Anka India's auditor flags ₹18.96 cr goodwill test gap in FY26 results
Consolidated revenue rose to ₹1,809 lakhs but net loss widened. Standalone loss ballooned to ₹741.85 lakhs on impairment. Auditor gave qualified opinions on both sets.
What's new
- Audited FY26 results: consolidated revenue ₹1,809 lakhs (up from ₹1,296 lakhs), net loss ₹46.34 lakhs (widened from ₹36.29 lakhs).
- Standalone loss of ₹741.85 lakhs, swung from a profit of ₹23.23 lakhs, driven by a large impairment in Q3.
- Auditor issued qualified opinions on both standalone and consolidated, MAT credit and goodwill testing flagged.
Why this matters
Two auditor qualifications in a single filing are rare. The first-time gap on goodwill impairment testing points to accounting stress. For a ₹115 cr nano-cap, it suggests reported assets may be overstated and the standalone balance sheet is strained.
What we're watching
- Whether the company provides goodwill impairment analysis in the next quarter
- If the MAT credit reversal crystallises, ₹35.38 lakhs is small but recurring
- Any stock exchange query on the qualified opinion
The full read
Anka India's FY26 results carry two auditor qualifications that shift the story from performance to balance-sheet risk. Consolidated revenue climbed to ₹1,809 lakhs, but the net loss widened to ₹46.34 lakhs. The standalone picture is worse: revenue of ₹18 lakhs got buried under a ₹741.85 lakh net loss, a swing from a ₹23.23 lakh profit driven by an impairment taken last quarter. The auditor's red flags are straightforward. No impairment test was performed on ₹18.96 crores of goodwill from consolidation, a first-time qualification. And ₹35.38 lakhs of MAT credit remains booked despite years of losses. For a company with a ₹115 cr market cap, these are material sums. The standalone qualification, a recurring theme, now has company. The result is a filing that confirms top-line growth but raises real questions about asset quality.
Questions answered
- What are the key auditor qualifications for Anka India?
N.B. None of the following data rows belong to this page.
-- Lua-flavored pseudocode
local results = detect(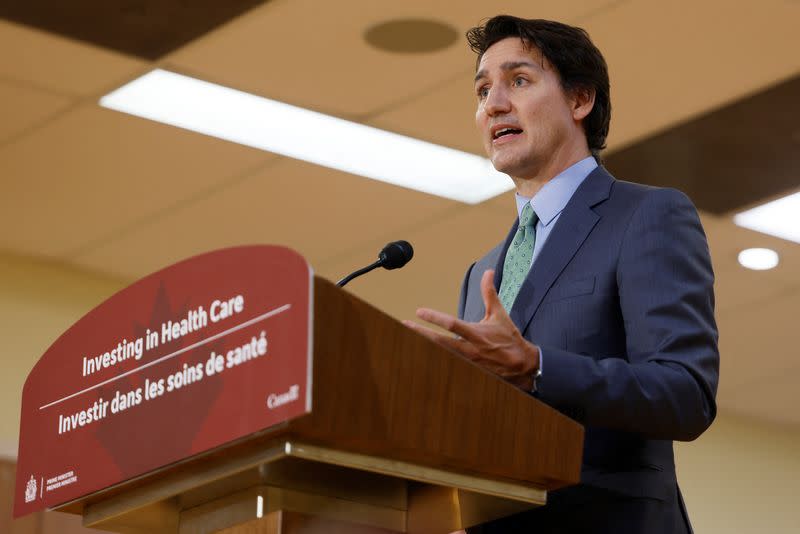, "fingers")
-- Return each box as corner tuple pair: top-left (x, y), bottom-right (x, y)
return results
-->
(417, 308), (472, 339)
(481, 269), (505, 317)
(403, 320), (477, 359)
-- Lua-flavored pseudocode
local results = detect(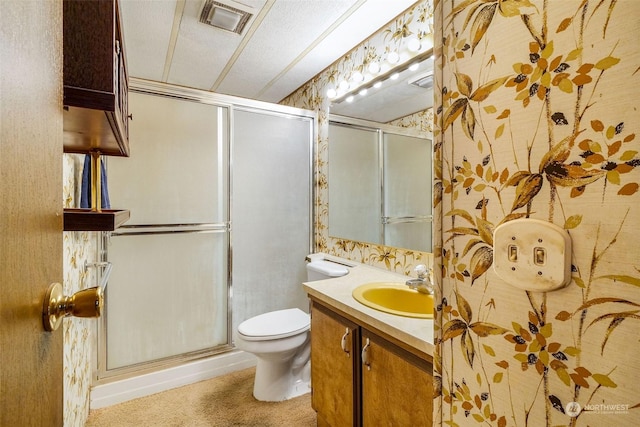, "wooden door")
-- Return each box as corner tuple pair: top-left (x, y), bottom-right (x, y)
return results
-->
(362, 330), (433, 427)
(0, 0), (63, 427)
(311, 303), (359, 427)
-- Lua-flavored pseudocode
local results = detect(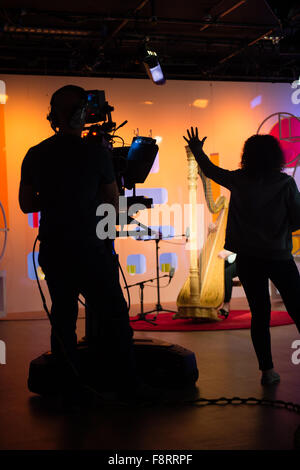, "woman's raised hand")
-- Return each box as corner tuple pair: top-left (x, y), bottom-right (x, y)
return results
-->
(183, 127), (206, 152)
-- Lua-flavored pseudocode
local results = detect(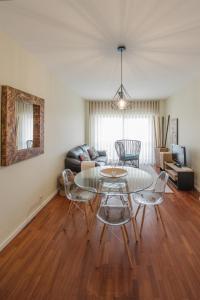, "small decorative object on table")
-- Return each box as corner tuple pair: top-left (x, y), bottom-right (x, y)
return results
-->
(100, 167), (128, 178)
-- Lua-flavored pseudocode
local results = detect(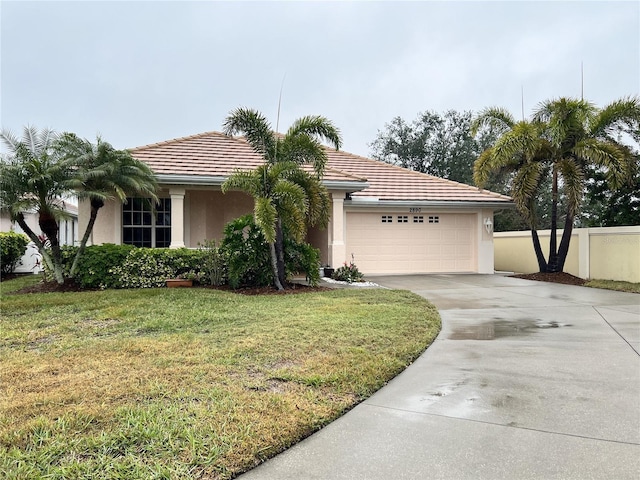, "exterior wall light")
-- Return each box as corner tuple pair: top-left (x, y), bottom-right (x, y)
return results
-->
(483, 217), (493, 235)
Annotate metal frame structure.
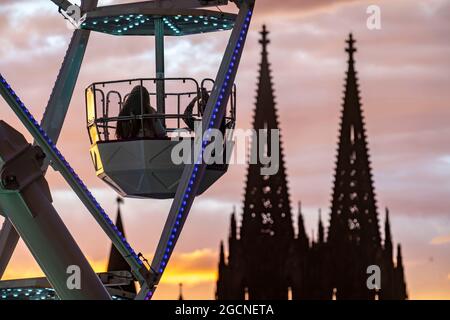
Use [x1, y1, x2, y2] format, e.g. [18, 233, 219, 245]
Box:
[0, 0, 255, 299]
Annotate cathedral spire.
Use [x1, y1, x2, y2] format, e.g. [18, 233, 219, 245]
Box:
[329, 34, 381, 251]
[240, 26, 294, 242]
[384, 208, 393, 260]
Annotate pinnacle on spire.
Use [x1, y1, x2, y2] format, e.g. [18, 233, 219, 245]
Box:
[317, 209, 325, 243]
[219, 241, 225, 267]
[397, 243, 403, 269]
[230, 207, 237, 239]
[384, 207, 392, 246]
[178, 283, 184, 301]
[345, 33, 357, 61]
[297, 201, 309, 249]
[259, 24, 270, 52]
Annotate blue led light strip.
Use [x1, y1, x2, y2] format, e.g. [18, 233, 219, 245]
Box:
[145, 9, 252, 300]
[0, 74, 147, 283]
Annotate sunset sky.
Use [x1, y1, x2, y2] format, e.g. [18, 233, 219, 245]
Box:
[0, 0, 450, 299]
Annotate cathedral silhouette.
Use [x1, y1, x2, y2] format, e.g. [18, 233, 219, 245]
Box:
[216, 26, 408, 300]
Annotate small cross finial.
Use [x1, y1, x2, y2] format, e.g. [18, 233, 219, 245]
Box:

- On consolidated accounts, the auditor flagged a lack of goodwill impairment testing on ₹18.96 crores and continued recognition of ₹35.38 lakhs in MAT credit despite a multi-year loss history. On standalone accounts, the MAT credit and deferred tax assets were similarly questioned.
- How did the standalone loss balloon to ₹741.85 lakhs?
- The standalone loss swung from a ₹23.23 lakh profit to a ₹741.85 lakh loss, primarily due to a large impairment charge taken in the December quarter. Revenue was only ₹18 lakhs, against nil last year.
- What is the scale of these numbers for a ₹115 cr company?
- The standalone loss of ₹7.42 crores is about 6.4% of the company's market cap. The questioned goodwill of ₹18.96 crores is roughly 16.5% of market cap, a material amount if impairment is eventually needed.
- Why is the MAT credit recognition a problem?
- MAT credit can be recognised only if future taxable profits are probable. Given multi-year losses and deteriorating standalone performance, the auditor doubts that condition is met.